Alexandra <***@yahoo.it> wrote:
: On 7 Gen, 18:54, Jano <***@mailinator.com> wrote:
:> Drusilla wrote:
:> > BubblyBabs escribi?:
:> >> <***@gmail.com> wrote in message
:> >>news:94980862-dbd1-4b43-a624-***@q39g2000hsf.googlegroups.com...
:> >>> Now that the canon is complete, did we ever find out why they're
:> >>> called "death eaters?"
:>
:> >> I always hated that term... Sounds stupid to me... I thought I read
:> >> somewhere that JKR initially thought to call them Knights of Death but
:> >> don't
:> >> know how true that is... That sounds more majestic to me but I guess
:> >> they aren't supposed to be majestic, are they?
:>
:> > I actually liked the Spanish version better because it wasn't actually
:> > in Spanish but sounded like a "scientific name": Mort?fagos. I was
:> > disappointed to hear that the real name was so literal.
:>
:> I too think they nailed it for the spanish version. But, then, they had real
:> pressure: "comemuerte" or "comedores de muerte" is really too silly to
:> bear.
:
:
:
: They called them "Mangiamorte" in Italian, which is just like
: "comemuerte", only it sounds better while still sticking with the
: original (and it's got the double bonus of the twin initial which is a
: Rowling big time favourite).
: I really like "Mortifagos", too, though, and I'm happy the Spanish
: translator thought hard about that one; unfortunately "Mortifagi"

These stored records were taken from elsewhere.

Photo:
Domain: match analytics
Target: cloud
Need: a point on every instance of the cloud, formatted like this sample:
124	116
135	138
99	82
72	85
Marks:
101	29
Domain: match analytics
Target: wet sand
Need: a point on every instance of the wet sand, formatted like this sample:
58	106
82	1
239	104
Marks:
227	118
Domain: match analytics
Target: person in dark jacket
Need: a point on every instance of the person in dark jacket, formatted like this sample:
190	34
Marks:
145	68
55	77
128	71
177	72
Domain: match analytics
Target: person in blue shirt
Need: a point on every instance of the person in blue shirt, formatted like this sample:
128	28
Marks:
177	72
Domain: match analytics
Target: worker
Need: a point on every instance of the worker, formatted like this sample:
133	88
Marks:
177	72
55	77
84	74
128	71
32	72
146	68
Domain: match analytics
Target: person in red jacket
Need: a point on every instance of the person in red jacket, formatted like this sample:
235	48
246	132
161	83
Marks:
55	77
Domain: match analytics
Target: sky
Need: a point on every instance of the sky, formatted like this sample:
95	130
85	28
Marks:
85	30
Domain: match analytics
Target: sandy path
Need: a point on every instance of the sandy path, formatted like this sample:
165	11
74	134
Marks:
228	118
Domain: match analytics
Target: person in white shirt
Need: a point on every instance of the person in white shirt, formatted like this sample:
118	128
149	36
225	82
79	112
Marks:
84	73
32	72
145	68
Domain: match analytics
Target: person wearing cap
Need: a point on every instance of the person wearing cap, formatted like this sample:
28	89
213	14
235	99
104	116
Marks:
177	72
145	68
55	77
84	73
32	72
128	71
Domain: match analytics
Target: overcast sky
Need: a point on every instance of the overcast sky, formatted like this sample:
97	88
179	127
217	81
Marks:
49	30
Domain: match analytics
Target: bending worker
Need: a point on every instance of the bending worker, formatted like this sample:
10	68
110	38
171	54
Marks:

: wouldn't have sounded as cool in Italian: I don't know about you, but
: we do still use words with "-fago, -fagi" as an ending to mean
: "eater", so it would have just sounded a little scholarly; plus the
: "i" plural sounds a lot worse than the "os".
:
STONE,at least,has been translated into Latin and Classical Greek;
what was used in those versions?
-=-=-
The World Trade Center towers MUST rise again,
at least as tall as before...or terror has triumphed.